AASHTO Provides Perspective on Return of Congressional Earmarkseditor@aashto.org March 19, 2021 0 COMMENTS
The American Association of State Highway and Transportation Officials provided policy perspectives in a March 18 letter to the leadership of the House of Representatives Transportation & Infrastructure and Appropriations committees on the move to restore earmarks to surface transportation reauthorization and annual funding bills.
AASHTO sent its letter to Rep. Peter DeFazio, D-Ore., and Rep. Sam Graves, R-Mo. – the respective chair and ranking member of the House T&I committee – plus Rep. Rosa DeLauro, D-Conn., and Rep. Kay Granger, R-Texas, the respective chair and ranking member of the House Committee on Appropriations.
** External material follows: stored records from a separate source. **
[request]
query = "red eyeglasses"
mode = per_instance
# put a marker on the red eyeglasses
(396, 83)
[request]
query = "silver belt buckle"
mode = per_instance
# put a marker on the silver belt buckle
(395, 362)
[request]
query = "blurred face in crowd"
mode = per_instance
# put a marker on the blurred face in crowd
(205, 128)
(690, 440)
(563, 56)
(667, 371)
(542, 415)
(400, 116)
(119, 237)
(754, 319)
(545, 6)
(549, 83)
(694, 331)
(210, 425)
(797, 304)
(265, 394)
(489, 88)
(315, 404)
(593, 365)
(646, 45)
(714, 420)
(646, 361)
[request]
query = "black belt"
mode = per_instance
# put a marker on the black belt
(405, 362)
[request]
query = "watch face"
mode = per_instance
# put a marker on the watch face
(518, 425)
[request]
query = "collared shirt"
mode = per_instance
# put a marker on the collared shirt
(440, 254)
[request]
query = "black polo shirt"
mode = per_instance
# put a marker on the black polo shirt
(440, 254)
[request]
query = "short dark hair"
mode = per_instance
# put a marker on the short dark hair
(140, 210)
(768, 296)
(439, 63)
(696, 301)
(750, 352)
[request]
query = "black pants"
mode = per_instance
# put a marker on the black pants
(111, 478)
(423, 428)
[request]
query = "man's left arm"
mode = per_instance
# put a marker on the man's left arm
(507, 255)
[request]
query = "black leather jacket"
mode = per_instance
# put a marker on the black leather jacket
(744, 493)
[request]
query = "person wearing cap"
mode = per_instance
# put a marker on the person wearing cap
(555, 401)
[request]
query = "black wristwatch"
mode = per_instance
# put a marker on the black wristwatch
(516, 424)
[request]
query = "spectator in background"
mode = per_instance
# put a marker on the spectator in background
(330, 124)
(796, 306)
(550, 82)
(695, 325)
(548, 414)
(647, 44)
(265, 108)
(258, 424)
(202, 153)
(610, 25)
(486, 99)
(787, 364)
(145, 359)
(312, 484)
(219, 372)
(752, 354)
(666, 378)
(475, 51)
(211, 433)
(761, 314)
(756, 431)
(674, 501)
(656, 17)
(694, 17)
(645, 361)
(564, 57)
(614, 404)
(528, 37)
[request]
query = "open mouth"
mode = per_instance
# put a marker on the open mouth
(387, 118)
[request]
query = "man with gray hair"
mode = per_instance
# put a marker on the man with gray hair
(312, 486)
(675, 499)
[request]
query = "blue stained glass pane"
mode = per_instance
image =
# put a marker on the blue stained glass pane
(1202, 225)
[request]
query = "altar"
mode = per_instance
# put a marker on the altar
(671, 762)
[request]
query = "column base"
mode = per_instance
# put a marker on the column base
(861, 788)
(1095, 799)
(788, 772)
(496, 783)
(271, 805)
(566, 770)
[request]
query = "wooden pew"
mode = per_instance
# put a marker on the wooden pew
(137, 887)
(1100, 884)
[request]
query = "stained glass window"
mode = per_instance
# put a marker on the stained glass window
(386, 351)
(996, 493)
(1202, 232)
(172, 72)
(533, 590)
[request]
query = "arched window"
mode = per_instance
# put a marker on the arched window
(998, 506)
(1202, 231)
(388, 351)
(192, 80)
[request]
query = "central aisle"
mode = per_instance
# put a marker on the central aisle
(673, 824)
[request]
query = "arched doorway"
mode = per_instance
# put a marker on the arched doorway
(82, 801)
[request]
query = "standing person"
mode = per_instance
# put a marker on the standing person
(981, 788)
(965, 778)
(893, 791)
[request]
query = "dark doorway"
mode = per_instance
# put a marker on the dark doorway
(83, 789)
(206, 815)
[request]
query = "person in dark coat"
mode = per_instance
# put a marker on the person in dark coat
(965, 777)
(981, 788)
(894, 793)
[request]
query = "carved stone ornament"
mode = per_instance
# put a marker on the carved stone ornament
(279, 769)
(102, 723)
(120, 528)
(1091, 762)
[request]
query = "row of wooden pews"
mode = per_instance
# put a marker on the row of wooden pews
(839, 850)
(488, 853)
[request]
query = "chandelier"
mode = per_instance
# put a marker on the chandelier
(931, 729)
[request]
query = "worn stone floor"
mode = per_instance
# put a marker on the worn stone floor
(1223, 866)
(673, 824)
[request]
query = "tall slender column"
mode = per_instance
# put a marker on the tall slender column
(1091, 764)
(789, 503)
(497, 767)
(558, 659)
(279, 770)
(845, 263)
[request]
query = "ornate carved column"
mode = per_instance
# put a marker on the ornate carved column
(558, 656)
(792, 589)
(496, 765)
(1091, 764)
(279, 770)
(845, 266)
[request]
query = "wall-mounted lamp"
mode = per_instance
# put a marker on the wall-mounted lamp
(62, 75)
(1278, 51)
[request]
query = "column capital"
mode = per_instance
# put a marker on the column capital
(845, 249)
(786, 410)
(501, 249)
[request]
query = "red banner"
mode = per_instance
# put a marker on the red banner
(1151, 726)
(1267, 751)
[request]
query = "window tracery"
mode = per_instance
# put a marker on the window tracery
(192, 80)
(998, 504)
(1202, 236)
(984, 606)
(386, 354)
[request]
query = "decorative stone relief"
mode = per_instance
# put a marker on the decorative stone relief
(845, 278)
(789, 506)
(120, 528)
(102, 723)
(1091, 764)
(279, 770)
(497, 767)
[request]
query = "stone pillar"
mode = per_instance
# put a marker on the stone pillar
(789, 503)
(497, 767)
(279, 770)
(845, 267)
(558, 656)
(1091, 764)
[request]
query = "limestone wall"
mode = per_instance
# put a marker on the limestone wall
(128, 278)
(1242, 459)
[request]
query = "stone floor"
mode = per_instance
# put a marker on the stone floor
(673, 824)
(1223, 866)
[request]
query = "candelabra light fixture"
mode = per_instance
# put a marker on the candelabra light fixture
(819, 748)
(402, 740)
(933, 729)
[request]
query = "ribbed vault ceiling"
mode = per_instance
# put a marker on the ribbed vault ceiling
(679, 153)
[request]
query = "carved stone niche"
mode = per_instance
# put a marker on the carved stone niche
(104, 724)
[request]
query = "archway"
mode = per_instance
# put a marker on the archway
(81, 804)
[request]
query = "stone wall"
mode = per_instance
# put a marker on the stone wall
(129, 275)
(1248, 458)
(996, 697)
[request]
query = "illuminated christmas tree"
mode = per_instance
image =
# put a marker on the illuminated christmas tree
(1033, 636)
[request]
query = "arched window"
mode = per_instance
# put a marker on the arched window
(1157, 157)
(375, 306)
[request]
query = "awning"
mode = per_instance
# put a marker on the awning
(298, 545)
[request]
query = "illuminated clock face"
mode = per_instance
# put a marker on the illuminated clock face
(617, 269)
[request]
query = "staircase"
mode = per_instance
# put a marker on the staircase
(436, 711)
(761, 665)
In that letter, AASHTO expressed appreciation for their leadership in attaining fiscal support for transportation. That support included supplemental appropriations for transportation from the general fund, a one-year extension of the Fixing America’s Surface Transportation or FAST Act that incorporated an additional $13.6 billion transfer to the Highway Trust Fund transfer in September 2020, plus $10 billion in direct aid to state departments of transportation for COVID-19 relief in December 2020.
In regards to earmarks, Jim Tymon, AASHTO’s executive director, noted that the organization’s members “are fully committed to partnering with members of Congress to identify appropriate projects for Congressional designation by encouraging all of our members to reach out to their Congressional delegations to work together on this process.”
The letter also noted that AASHTO “commend[s] the reforms and guidelines set forth in your approaches to the return of Congressionally-directed funding” by including new parameters in the earmarking process, such as making sure Congressionally directed projects are included in the statewide transportation improvement program and ensuring earmarked projects have full funding identified by project sponsors for completion.
However, AASHTO also noted that Congressional earmarking of highway funding that is distributed to state DOTs by formula may undercut the state and local prioritization and public input process for the selection of transportation projects.
The letter further recommends that “transportation earmarks should be provided outside of the Federal-aid highway program funds currently guaranteed to states via the formula program” as “Congressionally-directed project funding that comes from within the state’s federal share jeopardizes the ability of state DOTs to program and obligate Federal-aid formula dollars for well-established state and local priorities.”
Lastly, AASHTO notes there are “well-documented instances” of Congressionally-designated transportation project funding that remained “unobligated for years” because projects were not ready for federal investment.
“For this reason, we laud Congress for establishing an annual process since fiscal year 2016 for state DOTs to repurpose unobligated earmarks that could not be used as originally intended, thereby allowing these unobligated funds to be put to work,” the organization said.
“However, in order to avoid federal transportation funds from sitting unused for multiple years, Congress should establish a reasonable obligation timeframe for any earmarked funds,” it noted.